Na fala, não fez nenhuma menção ao grampo no qual Dilma indica que a sua nomeação ao ministério é uma forma de protegê-lo de eventual pedido de prisão do juiz Sergio Moro, da Lava Jato.

ADVERSÁRIOS

A fala de Lula foi algumas vezes interrompidas por aplausos e gritos dos presentes, que, segundo o petista, estavam aí "porque sabem o valor da democracia". Numa dessas pausas, seguiu o coro de "não vai ter golpe", numa referência aos pedidos de impeachment da presidente.

Em relação aos adversários políticos, disse que eles ainda não aceitaram os resultados das eleições do ano passado, quando Aécio Neves (PSDB) foi derrotado por pequena margem para Dilma.

"Eles acreditaram que iriam ganhar as eleições. Quando a presidente Dilma ganha, eles, que se dizem estudados, não aceitaram. Eles estão atrapalhando a presidente Dilma a governar." E repetiu: "Eles vão para Miami fazer compras, e nós vamos para a 25 de março".

"Tem gente neste país que falava em democracia da boca para fora, eu perdi eleições em 89, 94, 98, e antes em 82, para o governo de São Paulo. Em nenhum momento vocês viram eu ir para a rua protestar contra quem ganhou. Nunca viu."

O ATO

Segundo a organização, mais de 500 mil pessoas foram ao ato. A PM estimou o público em 80 mil pessoas. De acordo com o Datafolha, 95 mil pessoas foram à região.

Acompanhe a cobertura em tempo real.

Ao longo do dia, ônibus chegaram do interior de São Paulo e do ABC com manifestantes. Eles usam roupas vermelhas –soltaram até uma fumaça desta cor na avenida–, tocam o jingle que lançou Lula em 1989, "Lula lá, brilha uma estrela" e cantam "agora, ficou sinistro, o Lula virou ministro".

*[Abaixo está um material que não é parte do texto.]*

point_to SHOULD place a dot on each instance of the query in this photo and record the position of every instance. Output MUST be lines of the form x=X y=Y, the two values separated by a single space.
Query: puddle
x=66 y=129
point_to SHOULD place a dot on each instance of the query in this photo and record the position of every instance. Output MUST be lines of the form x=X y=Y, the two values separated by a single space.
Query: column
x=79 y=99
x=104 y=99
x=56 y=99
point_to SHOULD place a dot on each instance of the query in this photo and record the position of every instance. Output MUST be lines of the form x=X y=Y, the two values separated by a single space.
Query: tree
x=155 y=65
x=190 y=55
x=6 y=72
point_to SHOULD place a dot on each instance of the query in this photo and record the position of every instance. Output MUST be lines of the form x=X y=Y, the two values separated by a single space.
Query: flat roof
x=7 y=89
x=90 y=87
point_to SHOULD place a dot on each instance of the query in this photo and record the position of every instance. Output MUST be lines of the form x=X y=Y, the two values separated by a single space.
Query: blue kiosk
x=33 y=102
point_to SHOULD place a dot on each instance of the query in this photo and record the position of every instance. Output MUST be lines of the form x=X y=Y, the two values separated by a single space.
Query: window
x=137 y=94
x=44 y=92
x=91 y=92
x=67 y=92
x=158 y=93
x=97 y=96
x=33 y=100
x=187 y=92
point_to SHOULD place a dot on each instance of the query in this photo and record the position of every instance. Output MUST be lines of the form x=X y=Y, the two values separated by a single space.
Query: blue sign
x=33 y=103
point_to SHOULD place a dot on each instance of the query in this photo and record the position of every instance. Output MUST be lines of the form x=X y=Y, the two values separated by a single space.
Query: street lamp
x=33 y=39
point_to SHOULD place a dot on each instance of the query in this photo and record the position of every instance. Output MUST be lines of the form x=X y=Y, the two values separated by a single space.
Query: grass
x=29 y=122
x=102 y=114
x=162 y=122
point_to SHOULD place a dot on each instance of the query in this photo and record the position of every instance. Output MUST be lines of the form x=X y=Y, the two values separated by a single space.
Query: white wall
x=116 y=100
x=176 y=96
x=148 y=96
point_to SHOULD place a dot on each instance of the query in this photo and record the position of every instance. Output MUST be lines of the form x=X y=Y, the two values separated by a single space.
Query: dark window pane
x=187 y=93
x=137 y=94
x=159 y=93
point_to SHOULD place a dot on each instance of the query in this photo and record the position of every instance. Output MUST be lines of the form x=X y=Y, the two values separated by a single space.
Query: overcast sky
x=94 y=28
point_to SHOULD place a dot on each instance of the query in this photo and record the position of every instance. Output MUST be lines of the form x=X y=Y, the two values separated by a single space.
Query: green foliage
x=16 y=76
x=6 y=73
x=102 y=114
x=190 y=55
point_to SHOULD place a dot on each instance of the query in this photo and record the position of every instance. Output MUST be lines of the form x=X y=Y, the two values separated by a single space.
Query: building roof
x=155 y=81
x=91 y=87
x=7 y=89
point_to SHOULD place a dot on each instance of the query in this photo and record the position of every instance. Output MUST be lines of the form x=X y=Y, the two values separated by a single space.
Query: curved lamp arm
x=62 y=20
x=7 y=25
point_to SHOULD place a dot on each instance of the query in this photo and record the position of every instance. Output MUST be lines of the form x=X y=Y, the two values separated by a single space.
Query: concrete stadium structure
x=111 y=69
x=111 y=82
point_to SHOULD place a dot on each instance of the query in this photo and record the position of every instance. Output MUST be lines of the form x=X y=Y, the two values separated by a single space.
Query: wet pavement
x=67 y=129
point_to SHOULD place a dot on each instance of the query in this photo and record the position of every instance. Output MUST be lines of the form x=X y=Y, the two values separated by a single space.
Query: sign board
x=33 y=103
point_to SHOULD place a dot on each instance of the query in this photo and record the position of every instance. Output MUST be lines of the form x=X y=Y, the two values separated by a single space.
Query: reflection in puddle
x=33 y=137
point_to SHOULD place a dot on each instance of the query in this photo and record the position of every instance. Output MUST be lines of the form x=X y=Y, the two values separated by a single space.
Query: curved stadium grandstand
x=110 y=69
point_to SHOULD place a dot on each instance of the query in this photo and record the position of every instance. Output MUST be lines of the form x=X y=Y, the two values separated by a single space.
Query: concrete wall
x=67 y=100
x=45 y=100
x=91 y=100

O ex-presidente, aliás, é o protagonista do protesto. Há poucas menções à presidente Dilma. Na avenida, camelôs tentam, sem sucesso, vender as bandeiras do Brasil que fizeram sucesso no protesto pró-impeachment de domingo (13). O cantor Chico César se apresentou na avenida. Ao fim de cada música, gritos de "não vai ter golpe".

Manifestantes criam uma jararaca de tecido e cartolinas, em alusão ao animal escolhido por Lula para personificar a si próprio.

Jorge Araujo/Folhapress
Ato de militantes e centrais sindical a favor da Presidente Dilma Rousseff e de Luiz Inácio LuLa da Silva, na avenida Paulista em frente ao Masp
Ato de militantes e centrais sindical a favor de Dilma e Lula na Paulista

HADDAD

O prefeito de São Paulo, Fernando Haddad (PT), discursou logo antes de Lula.

"Esse ato histórico é pela democracia brasileira. O estado democrático de direito está sob risco hoje. Ninguém pode ser constrangido em sua casa para depor coercitivamente. Ninguém pode ter conversas íntimas telefônicas divulgadas dessa maneira. Onde se vê hoje é um julgamento sumário", disse Haddad.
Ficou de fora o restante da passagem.